Big Box Wholesale stores can be a good place to start however what they carry in bulk items depends on what part of the country they are located in. If your wholesale store is located in a more rural setting, you will see more bulk items like, salt, sugar, rice, et cetera then if your store is located in an urban location. Our Sams Club is in the latter; Consequently, we only buy coffee beans at this store.

One of my favorite places to buy bulk items is your local restaurant supply warehouse. Your local restaurants buy most of their goods from these warehouses. Prices are good and it is where we buy items to fill in the blanks like; gallon cans of olive oil, dark chocolate by the pound, and baking supplies like, baking soda, baking powder and yeast.

Last and one of my favorite places to buy bulk items are the many Bishop warehouses maintained by the Church of Later-Day Saints (LDS) located around the country and Canada. The Bishop warehouses are open to church members and gentiles alike. Even though many accept credit cards, I always paid cash. Back in 2011 when buying a large order for neighbors and myself the director of the warehouse and I had a long discussion on several topics of preparedness. He shared with me that earlier in the week, two FBI agents were in his warehouse asking if there were any folks – not church members – that were buying large amounts of bulk food. He replied negatively and the two men gave him their business cards and requested if it did happen to save any credit card documentation and give them a call.
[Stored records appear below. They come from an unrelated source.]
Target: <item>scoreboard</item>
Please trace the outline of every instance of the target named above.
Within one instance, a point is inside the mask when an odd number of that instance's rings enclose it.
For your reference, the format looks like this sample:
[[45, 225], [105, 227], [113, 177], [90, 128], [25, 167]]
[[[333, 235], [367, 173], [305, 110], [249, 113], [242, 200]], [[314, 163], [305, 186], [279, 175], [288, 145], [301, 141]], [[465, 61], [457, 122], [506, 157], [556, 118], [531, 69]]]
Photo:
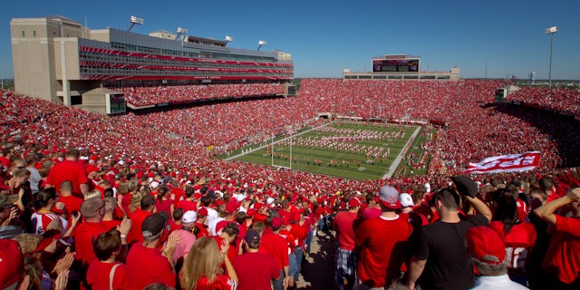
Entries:
[[420, 72], [420, 58], [372, 59], [372, 72]]

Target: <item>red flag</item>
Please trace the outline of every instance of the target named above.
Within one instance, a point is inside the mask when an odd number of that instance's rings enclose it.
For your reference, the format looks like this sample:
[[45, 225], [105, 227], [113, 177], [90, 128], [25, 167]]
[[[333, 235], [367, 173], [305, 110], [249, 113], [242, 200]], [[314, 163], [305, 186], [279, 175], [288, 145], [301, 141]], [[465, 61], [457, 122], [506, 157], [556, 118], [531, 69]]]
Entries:
[[540, 152], [529, 151], [522, 154], [508, 154], [489, 157], [479, 163], [469, 163], [464, 173], [498, 173], [527, 171], [540, 163]]

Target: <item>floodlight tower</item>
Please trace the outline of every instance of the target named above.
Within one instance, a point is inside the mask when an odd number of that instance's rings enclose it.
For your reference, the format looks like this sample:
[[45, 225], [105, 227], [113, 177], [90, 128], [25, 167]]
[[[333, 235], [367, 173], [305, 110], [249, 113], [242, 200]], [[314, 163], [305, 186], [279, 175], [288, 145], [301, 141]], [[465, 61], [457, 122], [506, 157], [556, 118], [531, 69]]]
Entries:
[[550, 88], [552, 87], [552, 46], [554, 44], [554, 34], [558, 32], [558, 28], [556, 26], [552, 26], [550, 28], [546, 28], [546, 34], [550, 34], [550, 71], [548, 74], [548, 83]]
[[263, 40], [258, 41], [258, 42], [257, 42], [257, 50], [259, 51], [259, 50], [260, 50], [260, 47], [262, 47], [262, 46], [266, 45], [266, 44], [267, 44], [267, 43], [266, 43], [266, 42], [265, 42], [265, 41], [263, 41]]
[[129, 26], [129, 29], [127, 29], [127, 31], [130, 31], [130, 29], [133, 28], [135, 24], [142, 25], [143, 18], [139, 18], [137, 16], [130, 16], [130, 26]]
[[185, 28], [181, 28], [181, 27], [178, 27], [178, 35], [175, 36], [175, 40], [179, 39], [179, 36], [181, 36], [181, 34], [188, 34], [188, 30]]

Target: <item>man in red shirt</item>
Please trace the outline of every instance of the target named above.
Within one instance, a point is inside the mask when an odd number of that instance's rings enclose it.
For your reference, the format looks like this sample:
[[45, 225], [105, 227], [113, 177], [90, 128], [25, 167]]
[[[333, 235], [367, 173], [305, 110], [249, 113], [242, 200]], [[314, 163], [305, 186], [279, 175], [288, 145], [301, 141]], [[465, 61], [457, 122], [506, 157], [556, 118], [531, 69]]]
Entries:
[[64, 180], [72, 182], [72, 195], [83, 198], [89, 192], [87, 174], [84, 166], [78, 162], [80, 152], [70, 150], [66, 153], [65, 160], [54, 165], [48, 172], [46, 187], [54, 187], [56, 192], [61, 192], [61, 183]]
[[133, 227], [130, 228], [127, 237], [127, 241], [131, 245], [135, 242], [142, 242], [143, 236], [141, 236], [140, 228], [145, 218], [156, 212], [155, 198], [151, 195], [146, 195], [141, 198], [140, 208], [138, 208], [133, 211], [130, 216], [130, 219], [133, 221]]
[[[260, 243], [260, 253], [268, 254], [274, 257], [280, 277], [273, 281], [274, 289], [281, 290], [284, 285], [287, 285], [290, 277], [289, 273], [289, 256], [288, 256], [288, 242], [280, 236], [280, 228], [284, 226], [284, 218], [276, 217], [272, 218], [271, 233], [264, 233]], [[283, 279], [284, 278], [284, 279]]]
[[147, 216], [140, 227], [143, 242], [135, 243], [127, 255], [127, 276], [130, 289], [141, 290], [153, 283], [175, 287], [176, 275], [172, 270], [173, 252], [177, 239], [170, 236], [161, 250], [157, 250], [167, 231], [169, 216], [158, 212]]
[[401, 276], [405, 245], [412, 231], [409, 216], [396, 212], [401, 208], [397, 189], [382, 187], [379, 203], [381, 216], [364, 219], [354, 231], [354, 243], [361, 247], [356, 283], [362, 288], [387, 288]]
[[260, 234], [250, 229], [246, 234], [246, 254], [234, 260], [234, 268], [239, 279], [238, 290], [270, 290], [270, 281], [280, 276], [280, 271], [274, 258], [263, 253], [260, 246]]
[[99, 234], [109, 230], [105, 224], [101, 223], [105, 215], [105, 202], [99, 197], [84, 200], [81, 205], [81, 215], [84, 218], [84, 222], [76, 227], [72, 236], [76, 259], [81, 261], [82, 269], [86, 271], [91, 263], [97, 258], [92, 242], [97, 239]]
[[359, 253], [354, 251], [354, 222], [358, 218], [361, 201], [353, 198], [348, 210], [339, 211], [334, 217], [334, 229], [338, 237], [336, 249], [336, 285], [339, 289], [352, 289]]
[[[580, 188], [534, 210], [546, 222], [556, 226], [542, 267], [550, 276], [552, 289], [580, 289]], [[554, 212], [569, 205], [573, 217]]]

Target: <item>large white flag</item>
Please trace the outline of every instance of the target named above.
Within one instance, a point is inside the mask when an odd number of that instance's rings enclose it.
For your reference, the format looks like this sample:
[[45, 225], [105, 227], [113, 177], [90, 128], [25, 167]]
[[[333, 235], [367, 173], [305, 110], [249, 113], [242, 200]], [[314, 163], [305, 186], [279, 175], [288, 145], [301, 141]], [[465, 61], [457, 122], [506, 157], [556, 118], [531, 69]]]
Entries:
[[540, 164], [540, 152], [508, 154], [486, 158], [479, 163], [469, 163], [464, 173], [498, 173], [527, 171]]

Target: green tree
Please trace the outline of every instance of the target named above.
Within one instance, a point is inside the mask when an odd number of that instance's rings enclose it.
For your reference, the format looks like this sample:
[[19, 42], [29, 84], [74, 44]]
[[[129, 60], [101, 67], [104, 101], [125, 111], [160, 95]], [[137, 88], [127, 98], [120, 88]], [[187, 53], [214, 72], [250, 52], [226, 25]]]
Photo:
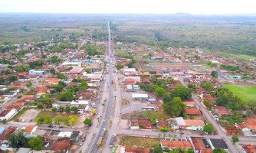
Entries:
[[60, 106], [59, 110], [60, 112], [63, 112], [65, 109], [65, 108], [62, 106]]
[[29, 138], [28, 145], [33, 150], [39, 151], [43, 149], [43, 140], [40, 137]]
[[218, 78], [218, 76], [217, 71], [215, 70], [212, 71], [211, 75], [215, 78]]
[[67, 91], [58, 95], [57, 99], [61, 101], [72, 101], [74, 99], [74, 93]]
[[44, 120], [45, 124], [52, 125], [52, 119], [50, 116], [44, 116]]
[[65, 112], [71, 112], [71, 108], [70, 107], [66, 107], [65, 108]]
[[204, 132], [207, 133], [213, 133], [215, 130], [212, 124], [205, 125], [204, 127]]
[[54, 68], [50, 69], [50, 73], [52, 74], [55, 74], [55, 69]]
[[34, 121], [38, 123], [38, 124], [41, 124], [44, 122], [44, 118], [42, 117], [38, 117], [34, 119]]
[[160, 145], [154, 147], [153, 153], [162, 153], [162, 147]]
[[78, 112], [78, 107], [77, 106], [71, 107], [71, 111], [75, 112]]
[[38, 107], [38, 109], [41, 109], [41, 108], [44, 107], [44, 104], [41, 103], [37, 103], [37, 107]]
[[56, 112], [56, 110], [57, 110], [57, 108], [55, 108], [55, 107], [51, 109], [51, 111], [54, 112]]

For comparing purposes, I picked out five items that would be part of everyone’s basic food preps as listed below. All prices are by the pound.

All Prices By Pounds Red Wheat Rice Salt Sugar Powdered Milk
Internet $1.15 $1.71 $1.12 $1.72 $5.54
Feed Store 33¢ N/A 20¢ N/A N/A
Big Box $1.15 $2.05 32¢ 55¢ $4.10
Restaurant Supply N/A 37¢ 39¢ 52¢ $4.37
LDS Bishop House    40¢ 79¢ N/A   88¢ $2.57

 

Again, this is just a small selection of bulk items that you may put up. You can see that the best deal would be LDS Bishop warehouses as long as one is close to your AO. Also, if you bring up the list of what the LDS Bishop warehouses carry, that list is the basic year-round inventory. Most carry a lot more items in bulk. As an example, the warehouse near me carried salt in 25-pound bags while it is not listed on their standard inventory list.

Again, as mentioned earlier, the internet offers items already packaged and ready for the shelf; Consequently, you will save money on gas, Mylar bags, buckets and oxygen absorbers. For MrsMac and I, we preferred doing it ourselves and the little bit of travel we had to do was not an issue.

A few closing comments…If you are going to put wheat up make sure you buy a good quality food mill like the Country Living Hand Grill Mill. DO NOT use oxygen absorbers with salt and sugar. You will be able to use those items, but they will be like a brick and you will have to chip away at the block to use. Make a list of what you need keeping into account calories and carbohydrates for what an active person will use in a grid down situation. Typically, 3,000 or so calories for a male and 2,500 calories for a woman. Your bulk preps should include; wheat, rice, dried beans, sugar, salt, oil (we like olive oil), baking soda, baking powder, both white & apple vinegar, dark chocolate, coffee, tea, and canned protein – Meat for you Marianne Williamson supporters. As we closed up each bucket, we threw in a handful of hard candies on top of the sealed Mylar bags as a surprise when we or someone else opened the bucket.

Since we are in the beginning of the Fourth Turning again, you need to plan for the worse and pray for the best. Do not put off till tomorrow what you can do today.